SNP calling for GBS data using Stacks pipeline
Introduction
Genotyping-by-sequencing (GBS) is a technique that allows to rapidly detect nucleotide variation across the whole genome. This allows to genotype large number of individuals, simultaneously, at a very low cost as this is a reduced representation of the genome. It can work with or without a reference genome, and easily generates large number of useful information for these individuals at population level.
Dataset
In this tutorial, we will use NAM population GBS data generated by Rodgers-Melnick et al.. This GBS data is collected from 5000 RIL individuals belonging to NAM population (25 diverse maize lines crossed to B73). Originally, SNPs were called using B73 V3 genome and the results were used for various purposes. Since there is more latest version of the genome, we can replicate the same analyses, using a different tool (Stacks) and an updated genome. In the next tutorial we will create a tutorial for calling SNPs using Tassel.

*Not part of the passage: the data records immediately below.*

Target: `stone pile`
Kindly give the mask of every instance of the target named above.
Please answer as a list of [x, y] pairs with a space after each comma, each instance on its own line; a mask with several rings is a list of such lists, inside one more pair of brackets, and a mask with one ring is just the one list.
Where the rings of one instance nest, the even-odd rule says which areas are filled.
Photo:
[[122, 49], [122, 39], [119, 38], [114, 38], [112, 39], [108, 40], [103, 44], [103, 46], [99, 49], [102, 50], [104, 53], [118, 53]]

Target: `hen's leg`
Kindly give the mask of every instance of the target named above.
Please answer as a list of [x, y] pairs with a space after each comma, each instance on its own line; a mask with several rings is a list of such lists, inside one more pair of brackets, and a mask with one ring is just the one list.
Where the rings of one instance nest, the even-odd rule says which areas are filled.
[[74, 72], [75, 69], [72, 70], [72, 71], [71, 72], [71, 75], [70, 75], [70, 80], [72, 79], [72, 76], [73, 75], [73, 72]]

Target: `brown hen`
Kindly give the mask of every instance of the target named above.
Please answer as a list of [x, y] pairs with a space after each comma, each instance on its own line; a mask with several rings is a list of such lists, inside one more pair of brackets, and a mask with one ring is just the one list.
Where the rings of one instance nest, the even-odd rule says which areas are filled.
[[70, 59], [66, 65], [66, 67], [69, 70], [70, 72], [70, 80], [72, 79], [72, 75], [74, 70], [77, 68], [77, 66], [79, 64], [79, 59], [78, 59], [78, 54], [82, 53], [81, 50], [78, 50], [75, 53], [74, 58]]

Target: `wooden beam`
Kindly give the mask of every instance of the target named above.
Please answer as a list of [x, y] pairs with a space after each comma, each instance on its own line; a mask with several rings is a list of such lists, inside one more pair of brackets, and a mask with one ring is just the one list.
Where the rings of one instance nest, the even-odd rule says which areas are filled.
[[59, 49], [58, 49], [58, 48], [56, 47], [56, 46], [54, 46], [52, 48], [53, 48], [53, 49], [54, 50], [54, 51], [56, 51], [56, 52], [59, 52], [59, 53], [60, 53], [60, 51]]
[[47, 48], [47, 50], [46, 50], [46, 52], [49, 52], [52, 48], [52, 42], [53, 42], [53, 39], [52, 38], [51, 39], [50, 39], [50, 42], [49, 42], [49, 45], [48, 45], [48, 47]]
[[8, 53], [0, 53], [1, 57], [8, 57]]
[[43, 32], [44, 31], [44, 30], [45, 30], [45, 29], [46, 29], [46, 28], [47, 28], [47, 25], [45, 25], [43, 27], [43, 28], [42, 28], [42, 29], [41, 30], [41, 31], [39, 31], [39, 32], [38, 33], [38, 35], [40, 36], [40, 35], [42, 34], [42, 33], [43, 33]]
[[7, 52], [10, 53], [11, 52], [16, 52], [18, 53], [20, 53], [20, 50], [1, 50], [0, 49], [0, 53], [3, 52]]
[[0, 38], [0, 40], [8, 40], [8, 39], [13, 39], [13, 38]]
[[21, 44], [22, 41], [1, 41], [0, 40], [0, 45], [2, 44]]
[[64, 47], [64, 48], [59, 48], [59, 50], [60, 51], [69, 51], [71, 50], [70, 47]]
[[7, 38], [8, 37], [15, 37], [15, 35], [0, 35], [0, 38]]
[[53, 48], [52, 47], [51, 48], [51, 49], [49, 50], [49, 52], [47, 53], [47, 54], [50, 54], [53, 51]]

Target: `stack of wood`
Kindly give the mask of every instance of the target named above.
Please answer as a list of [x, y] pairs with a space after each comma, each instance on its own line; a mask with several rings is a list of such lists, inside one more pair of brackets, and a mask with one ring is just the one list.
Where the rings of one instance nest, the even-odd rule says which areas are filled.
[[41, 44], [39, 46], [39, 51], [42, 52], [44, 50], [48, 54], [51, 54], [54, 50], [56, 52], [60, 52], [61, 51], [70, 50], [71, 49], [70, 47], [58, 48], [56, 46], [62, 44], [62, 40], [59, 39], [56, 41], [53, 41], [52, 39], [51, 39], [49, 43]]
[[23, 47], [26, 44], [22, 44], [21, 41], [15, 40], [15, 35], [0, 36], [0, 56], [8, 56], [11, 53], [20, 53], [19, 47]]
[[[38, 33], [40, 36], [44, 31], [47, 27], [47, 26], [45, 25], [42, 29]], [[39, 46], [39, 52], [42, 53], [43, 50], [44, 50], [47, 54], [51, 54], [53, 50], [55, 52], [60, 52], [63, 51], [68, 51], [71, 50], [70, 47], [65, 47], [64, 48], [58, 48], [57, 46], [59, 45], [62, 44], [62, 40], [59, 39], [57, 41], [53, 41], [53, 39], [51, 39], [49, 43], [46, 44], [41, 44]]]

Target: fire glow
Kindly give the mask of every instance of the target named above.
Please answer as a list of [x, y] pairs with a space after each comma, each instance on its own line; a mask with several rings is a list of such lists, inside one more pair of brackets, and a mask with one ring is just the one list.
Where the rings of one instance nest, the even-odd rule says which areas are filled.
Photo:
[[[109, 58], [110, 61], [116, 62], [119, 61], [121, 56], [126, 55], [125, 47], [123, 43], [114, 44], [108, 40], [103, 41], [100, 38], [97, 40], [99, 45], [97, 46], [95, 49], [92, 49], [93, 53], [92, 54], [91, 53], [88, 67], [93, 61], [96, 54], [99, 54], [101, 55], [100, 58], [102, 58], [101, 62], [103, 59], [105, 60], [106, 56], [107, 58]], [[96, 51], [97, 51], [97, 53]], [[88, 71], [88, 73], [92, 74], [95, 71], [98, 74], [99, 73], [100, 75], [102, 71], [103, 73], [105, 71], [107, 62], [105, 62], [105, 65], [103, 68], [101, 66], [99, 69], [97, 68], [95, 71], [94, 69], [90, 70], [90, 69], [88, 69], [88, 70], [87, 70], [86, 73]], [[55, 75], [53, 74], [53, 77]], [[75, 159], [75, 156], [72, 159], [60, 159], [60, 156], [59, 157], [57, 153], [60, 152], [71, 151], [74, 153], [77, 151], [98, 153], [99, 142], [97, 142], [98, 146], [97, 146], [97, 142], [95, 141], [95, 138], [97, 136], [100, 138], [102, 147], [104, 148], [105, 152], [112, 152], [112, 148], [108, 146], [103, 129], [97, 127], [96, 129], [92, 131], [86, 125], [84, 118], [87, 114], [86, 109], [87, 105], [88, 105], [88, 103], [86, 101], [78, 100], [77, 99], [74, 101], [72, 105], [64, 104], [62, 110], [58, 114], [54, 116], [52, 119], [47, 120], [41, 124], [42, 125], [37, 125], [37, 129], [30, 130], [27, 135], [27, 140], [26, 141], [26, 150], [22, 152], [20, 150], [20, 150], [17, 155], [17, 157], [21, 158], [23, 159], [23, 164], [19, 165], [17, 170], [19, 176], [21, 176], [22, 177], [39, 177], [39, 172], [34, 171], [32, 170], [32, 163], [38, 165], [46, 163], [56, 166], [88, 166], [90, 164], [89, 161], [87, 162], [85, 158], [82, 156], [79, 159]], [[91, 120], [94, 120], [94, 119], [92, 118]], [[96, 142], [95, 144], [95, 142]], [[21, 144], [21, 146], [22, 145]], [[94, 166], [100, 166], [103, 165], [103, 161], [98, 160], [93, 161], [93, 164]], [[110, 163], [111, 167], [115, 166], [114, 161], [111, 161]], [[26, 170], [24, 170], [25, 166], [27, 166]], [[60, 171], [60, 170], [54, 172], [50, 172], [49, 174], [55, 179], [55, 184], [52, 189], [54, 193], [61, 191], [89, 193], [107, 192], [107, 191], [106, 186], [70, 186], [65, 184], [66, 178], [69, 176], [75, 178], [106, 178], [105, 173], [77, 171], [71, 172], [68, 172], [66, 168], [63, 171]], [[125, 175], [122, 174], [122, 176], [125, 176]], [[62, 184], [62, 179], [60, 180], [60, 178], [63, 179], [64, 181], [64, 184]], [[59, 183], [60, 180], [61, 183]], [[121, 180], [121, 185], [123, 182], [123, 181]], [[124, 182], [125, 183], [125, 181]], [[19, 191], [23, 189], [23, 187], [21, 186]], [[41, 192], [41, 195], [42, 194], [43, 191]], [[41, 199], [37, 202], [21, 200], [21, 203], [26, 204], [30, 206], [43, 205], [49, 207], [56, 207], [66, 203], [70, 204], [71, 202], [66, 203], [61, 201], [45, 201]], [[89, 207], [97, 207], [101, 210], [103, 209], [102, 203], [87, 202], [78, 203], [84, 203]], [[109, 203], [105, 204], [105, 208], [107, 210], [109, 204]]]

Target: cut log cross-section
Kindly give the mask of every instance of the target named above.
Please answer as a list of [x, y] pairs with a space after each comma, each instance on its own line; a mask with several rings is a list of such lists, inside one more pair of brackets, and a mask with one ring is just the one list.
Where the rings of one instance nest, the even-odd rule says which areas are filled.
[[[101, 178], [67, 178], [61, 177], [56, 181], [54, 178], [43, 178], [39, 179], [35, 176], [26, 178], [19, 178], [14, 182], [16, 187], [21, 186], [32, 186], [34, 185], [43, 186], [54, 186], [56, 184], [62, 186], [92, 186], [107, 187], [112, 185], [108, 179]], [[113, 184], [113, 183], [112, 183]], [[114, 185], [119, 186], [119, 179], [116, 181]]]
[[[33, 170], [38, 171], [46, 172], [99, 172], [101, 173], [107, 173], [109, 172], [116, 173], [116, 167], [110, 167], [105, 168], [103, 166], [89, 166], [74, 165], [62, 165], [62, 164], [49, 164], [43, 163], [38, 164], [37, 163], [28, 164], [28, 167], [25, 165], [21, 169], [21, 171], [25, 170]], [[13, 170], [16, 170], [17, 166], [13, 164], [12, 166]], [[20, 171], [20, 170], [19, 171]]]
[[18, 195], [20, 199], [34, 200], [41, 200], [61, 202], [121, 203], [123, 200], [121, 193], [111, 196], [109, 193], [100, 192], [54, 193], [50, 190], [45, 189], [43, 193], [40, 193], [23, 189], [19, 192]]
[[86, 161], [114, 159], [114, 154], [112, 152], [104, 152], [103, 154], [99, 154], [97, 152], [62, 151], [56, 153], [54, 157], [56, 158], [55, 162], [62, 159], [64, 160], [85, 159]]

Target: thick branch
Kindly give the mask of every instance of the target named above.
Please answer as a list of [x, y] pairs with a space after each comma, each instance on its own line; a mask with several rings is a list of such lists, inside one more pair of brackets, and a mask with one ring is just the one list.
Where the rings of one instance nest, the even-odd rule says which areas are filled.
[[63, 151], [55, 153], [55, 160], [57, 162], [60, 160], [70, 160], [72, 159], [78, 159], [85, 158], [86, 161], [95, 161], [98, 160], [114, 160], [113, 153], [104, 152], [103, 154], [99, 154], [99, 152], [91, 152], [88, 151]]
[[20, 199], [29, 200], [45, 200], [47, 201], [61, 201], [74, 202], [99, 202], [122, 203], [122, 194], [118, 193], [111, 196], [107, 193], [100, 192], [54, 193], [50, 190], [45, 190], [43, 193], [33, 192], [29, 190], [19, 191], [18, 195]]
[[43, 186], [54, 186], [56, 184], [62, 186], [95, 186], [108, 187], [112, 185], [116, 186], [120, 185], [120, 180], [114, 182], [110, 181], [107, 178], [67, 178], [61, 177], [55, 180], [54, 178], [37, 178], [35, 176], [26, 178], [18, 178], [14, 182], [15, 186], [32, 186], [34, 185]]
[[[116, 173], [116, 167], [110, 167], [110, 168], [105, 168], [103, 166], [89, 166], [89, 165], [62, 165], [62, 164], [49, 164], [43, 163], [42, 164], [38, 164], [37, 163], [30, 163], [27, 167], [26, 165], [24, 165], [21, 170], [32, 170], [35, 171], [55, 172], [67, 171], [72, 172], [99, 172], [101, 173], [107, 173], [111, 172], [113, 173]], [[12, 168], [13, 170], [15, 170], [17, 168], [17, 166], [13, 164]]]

The dataset for this GBS is available on NCBI SRP009896 and there are 91 SRRs associated with it. The metadata for these SRRs are available on CyVerse Data Commons, at this location:
1
/iplant/home/shared/panzea/genotypes/GBS/v27/
Specifically, you will need AllZeaGBSv2.7_publicSamples_metadata20140411.xlsx
file present in that directory. This file is essential not only to demultiplex the SRR data you download, but also, if you are interested in doing downstream analyses it will tell the sample pedigree information.
Organization
The data is organized as follows:
1
2
3
4
5
6
7
8
9
stacks/
├── 1-data
├── 2-genome
└── 3-stacks
├── a-barcodes
├── b-demux
├── c-alignments
├── d-gstacks
└── e-population
Programs required
- Stacks
- NCBI-edirect
- enaBrowserTools
- BWA
- samtools
- Picard
- VCFTools
Overview
Fig 1: overview of this tutorial
Organize datasets
Fastq
First, download the 91 SRR datasets from the SRA database. For this you can use the NCBI-edirect
package to obtain the list of SRRs and then enaBrowserTools
to download them.
1
2
3
4
5
6
7
8
9
cd stacks/1-data
esearch -db sra -query SRP009896 |\
efetch --format runinfo |\
cut -d , -f 1 |\
awk 'NF>0' |\
grep -v Run > srr.ids
while read line; do
enaDataGet -f fastq -a $line;
done<srr.ids
This will generate 91 folders with single fastq (compressed) file each.
Barcodes
From the spreadsheet downloaded, you will need to extract the required information (flowcell
, lane
, barcode
, and samplename
) and generate a simple text file. You can use the SRR id for the flowcell to make the analyses simpler. If you have the same samplename
Since there will be samples with same samplename
in multiple SRR files, we need to process them separately. The combined, extracted, and cleaned barcode file is provided here in its final form for reference. If you have your own data, it is essential that you create the barcode file in similar format. This file is placed in 3-stacks
directory and it will be split into multiple files based on SRR ids.
1
2
3
4
cd 3-stacks
while read line; do
grep -Fw '$line' barcodes-gbs-data.tsv > a-barcodes/${line}-barcodes.txt;
done<../1-data/srr.ids
Genome
B73 version 4 from Gramene, download and BWA index:
1
2
3
4
5
cd 2-genome
wget ftp://ftp.gramene.org/pub/gramene/CURRENT_RELEASE/fasta/zea_mays/dna/Zea_mays.B73_RefGen_v4.dna.toplevel.fa.gz
gunzip Zea_mays.B73_RefGen_v4.dna.toplevel.fa.gz
module load bwa
bwa index Zea_mays.B73_RefGen_v4.dna.toplevel.fa
Demulitplex
Now, we are ready to start the Stacks
pipeline. We will first start by demultiplexing.
1
2
3
4
5
6
module load gcc/7.3.0-xegsmw4
module load stacks
for srr in ../1-data/SRR*; do
ID=$(basename $srr);
echo process_radtags -p ../1-data/${ID}/ -o ./b-demux/${ID}/ -b ./a-barcodes/${ID}-barcodes.txt -e apeKI -r -c -q;
done > process.cmds
Make Slurm scripts and submit makeSLURMp.py 350 process.cmds
1
2
3
4
for sub in process*.sub; do
sed -i 's/parallel -j 1/parallel -j 20/g' $sub;
sbatch $sub
done
Align reads to genome
We will use BWA program for alignments
create a run script runBWA.sh
1
2
3
4
5
6
#!/bin/bash
module load bwa
input=$1
output=$(basename $input | sed 's/.fq.gz/.sam/g')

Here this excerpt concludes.